Wells Fargo-Financed Window Company Hit with Scathing Fraud Class Action
Last Updated on May 8, 2018
McCoy et al v. Wells Fargo, N.A. et al
Filed: May 12, 2017 ◆§ 3:17-cv-00360-HSO-JCG
A husband and wife claim in a proposed class action that they and others were the victims of allegedly deceptive, fraudulent, and high-pressure sales practices.
A husband and wife are the named plaintiffs in a proposed class action that alleges they and others were the victims of allegedly deceptive, fraudulent, and high-pressure practices related to defendant Wells Fargo’s financing of co-defendant The Window Source, LLC’s business operations.
The plaintiffs’ allegations are succinctly summed up early in the complaint:
“To put it bluntly: the products, the sales, practices, the referral-program, and especially, the financing-scheme devised and perpetuated by the defendants is a fraud and a scam,” the lawsuit scathes.
According to the lawsuit, the Window Source’s in-home sales people, using “incredibly and unconscionably high-pressure” tactics, promise prospective customers that they’ll see immediate savings on their monthly energy costs after installing the defendants’ products. These savings, the plaintiffs argue, are grossly misrepresented, as are the promised increases in the appraisal value of would-be customers’ homes. What’s more, when it comes to the actual prices of the defendants’ products, the plaintiffs wage weary customers are hit with nothing more than a bait-and-switch scheme during seemingly never-ending in-home sales appointments (emphasis ours):
“The actual price of the products offered by The Window Source is not consistent. The sales force of The Window Source, who often refuses to leave prospective customers’ homes (despite these in-home appointments regularly running past 10 P.M.) until the defendants’ sales agreement is signed, plays fraudulent games regarding the prices of its products and service,” the case claims.
The plaintiff say these deceptive in-home sales sessions go down as follows:
“The sales representatives for The Window source regularly call their ‘supervisors’ to obtain special, for-you-only, one-night-only, so-called ‘special savings.’ The elaborate design around this deception and fraud is consistent with the overall business practices of the defendants, as it relates to the sales, advertising, and (deceptive, concealed) financing of The Window Source products, and even the products themselves.”
And where does Wells Fargo fit into the case?

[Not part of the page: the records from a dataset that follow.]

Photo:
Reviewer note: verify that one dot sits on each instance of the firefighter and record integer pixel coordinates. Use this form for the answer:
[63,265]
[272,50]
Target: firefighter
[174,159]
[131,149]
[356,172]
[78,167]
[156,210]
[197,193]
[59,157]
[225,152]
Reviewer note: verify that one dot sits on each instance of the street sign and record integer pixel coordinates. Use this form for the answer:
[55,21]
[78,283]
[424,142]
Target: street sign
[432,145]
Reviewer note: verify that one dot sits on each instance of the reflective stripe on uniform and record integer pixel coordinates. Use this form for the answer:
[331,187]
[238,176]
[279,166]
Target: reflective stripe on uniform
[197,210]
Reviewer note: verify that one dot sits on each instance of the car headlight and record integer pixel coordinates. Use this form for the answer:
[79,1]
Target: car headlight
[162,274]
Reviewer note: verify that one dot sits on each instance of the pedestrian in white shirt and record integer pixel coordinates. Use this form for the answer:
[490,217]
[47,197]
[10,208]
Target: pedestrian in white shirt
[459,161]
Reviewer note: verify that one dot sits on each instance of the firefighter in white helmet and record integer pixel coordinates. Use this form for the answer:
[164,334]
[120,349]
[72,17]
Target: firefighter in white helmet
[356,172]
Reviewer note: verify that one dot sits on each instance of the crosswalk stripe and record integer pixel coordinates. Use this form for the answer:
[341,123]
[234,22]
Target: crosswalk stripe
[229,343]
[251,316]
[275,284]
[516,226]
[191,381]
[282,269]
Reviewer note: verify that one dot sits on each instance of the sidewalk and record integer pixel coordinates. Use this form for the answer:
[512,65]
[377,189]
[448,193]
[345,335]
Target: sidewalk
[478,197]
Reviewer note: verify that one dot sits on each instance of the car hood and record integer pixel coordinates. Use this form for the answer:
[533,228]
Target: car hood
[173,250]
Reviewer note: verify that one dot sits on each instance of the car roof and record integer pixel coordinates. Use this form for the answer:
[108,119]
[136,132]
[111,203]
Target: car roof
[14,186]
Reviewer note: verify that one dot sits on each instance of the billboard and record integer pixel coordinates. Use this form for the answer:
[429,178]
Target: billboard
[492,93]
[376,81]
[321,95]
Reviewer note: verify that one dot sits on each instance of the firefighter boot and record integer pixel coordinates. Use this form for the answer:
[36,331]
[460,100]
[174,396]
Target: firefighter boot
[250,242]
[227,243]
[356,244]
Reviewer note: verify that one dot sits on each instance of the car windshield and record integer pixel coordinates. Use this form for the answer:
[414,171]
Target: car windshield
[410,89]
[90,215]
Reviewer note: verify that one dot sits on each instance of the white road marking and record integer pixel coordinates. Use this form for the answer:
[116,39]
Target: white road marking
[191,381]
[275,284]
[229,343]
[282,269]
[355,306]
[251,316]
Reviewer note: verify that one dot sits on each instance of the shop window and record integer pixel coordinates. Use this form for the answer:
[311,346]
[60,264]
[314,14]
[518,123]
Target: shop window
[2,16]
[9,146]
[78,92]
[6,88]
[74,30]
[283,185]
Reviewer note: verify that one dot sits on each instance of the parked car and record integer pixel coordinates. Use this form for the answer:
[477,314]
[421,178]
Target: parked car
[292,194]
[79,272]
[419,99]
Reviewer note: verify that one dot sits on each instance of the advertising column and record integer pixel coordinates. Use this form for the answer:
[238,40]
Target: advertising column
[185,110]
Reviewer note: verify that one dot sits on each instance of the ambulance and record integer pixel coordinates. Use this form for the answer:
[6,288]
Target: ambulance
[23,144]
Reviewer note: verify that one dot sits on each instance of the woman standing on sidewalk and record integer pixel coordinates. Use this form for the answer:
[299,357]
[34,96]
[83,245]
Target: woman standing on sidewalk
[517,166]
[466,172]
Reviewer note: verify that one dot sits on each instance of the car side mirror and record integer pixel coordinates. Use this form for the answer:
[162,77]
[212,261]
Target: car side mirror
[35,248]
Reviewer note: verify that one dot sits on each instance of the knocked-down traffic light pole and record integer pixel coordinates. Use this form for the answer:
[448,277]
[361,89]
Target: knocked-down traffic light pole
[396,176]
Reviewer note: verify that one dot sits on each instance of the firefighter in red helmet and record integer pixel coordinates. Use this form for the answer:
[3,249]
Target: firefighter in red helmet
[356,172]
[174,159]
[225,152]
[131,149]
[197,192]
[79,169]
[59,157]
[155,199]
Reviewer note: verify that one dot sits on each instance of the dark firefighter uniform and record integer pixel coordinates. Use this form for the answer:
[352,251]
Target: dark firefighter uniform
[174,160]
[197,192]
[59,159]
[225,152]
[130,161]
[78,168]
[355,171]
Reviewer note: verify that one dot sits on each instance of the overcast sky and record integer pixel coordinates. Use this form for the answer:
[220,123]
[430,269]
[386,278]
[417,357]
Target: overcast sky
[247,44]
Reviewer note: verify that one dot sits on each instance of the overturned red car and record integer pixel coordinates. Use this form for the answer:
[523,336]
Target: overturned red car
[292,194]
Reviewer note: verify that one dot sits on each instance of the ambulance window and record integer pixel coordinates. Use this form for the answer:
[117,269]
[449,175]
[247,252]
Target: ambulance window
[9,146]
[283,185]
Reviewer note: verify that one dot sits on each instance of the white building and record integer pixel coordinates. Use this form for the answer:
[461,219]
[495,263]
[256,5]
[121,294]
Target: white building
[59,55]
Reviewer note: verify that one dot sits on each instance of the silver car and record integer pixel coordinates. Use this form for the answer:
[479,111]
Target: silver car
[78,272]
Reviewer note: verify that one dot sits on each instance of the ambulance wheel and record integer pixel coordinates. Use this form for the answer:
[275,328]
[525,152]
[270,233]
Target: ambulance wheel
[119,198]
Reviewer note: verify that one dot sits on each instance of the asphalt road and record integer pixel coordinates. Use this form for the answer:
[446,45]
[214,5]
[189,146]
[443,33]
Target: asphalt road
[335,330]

The lawsuit predictably alleges the financing for purchases from The Window Source, ostensibly like the company’s overall business practices, are fraudulent and deceptive. At specific issue, the complaint continues, is the financing relationship between Wells Fargo and The Window Source, which allegedly lead customers to believe that they’re applying for a “traditional, closed-end loan” for only the amount of “the ever-shifting price quote” received from sales reps. Here’s where the plaintiffs allege Wells Fargo exerts its expertise:
“In fact, the defendants, without any authorization or agreement from their customers, sign their customers up for what turns out to be a Visa Home Projects credit card, issued by Wells Fargo,” the lawsuit alleges. “As a standard practice, The Window Source’s sales force completes all paperwork that is executed during these late-night, in-home appointments, and then simply gets the customers to sign the paperwork that was filled out by The Window Source sales representative.”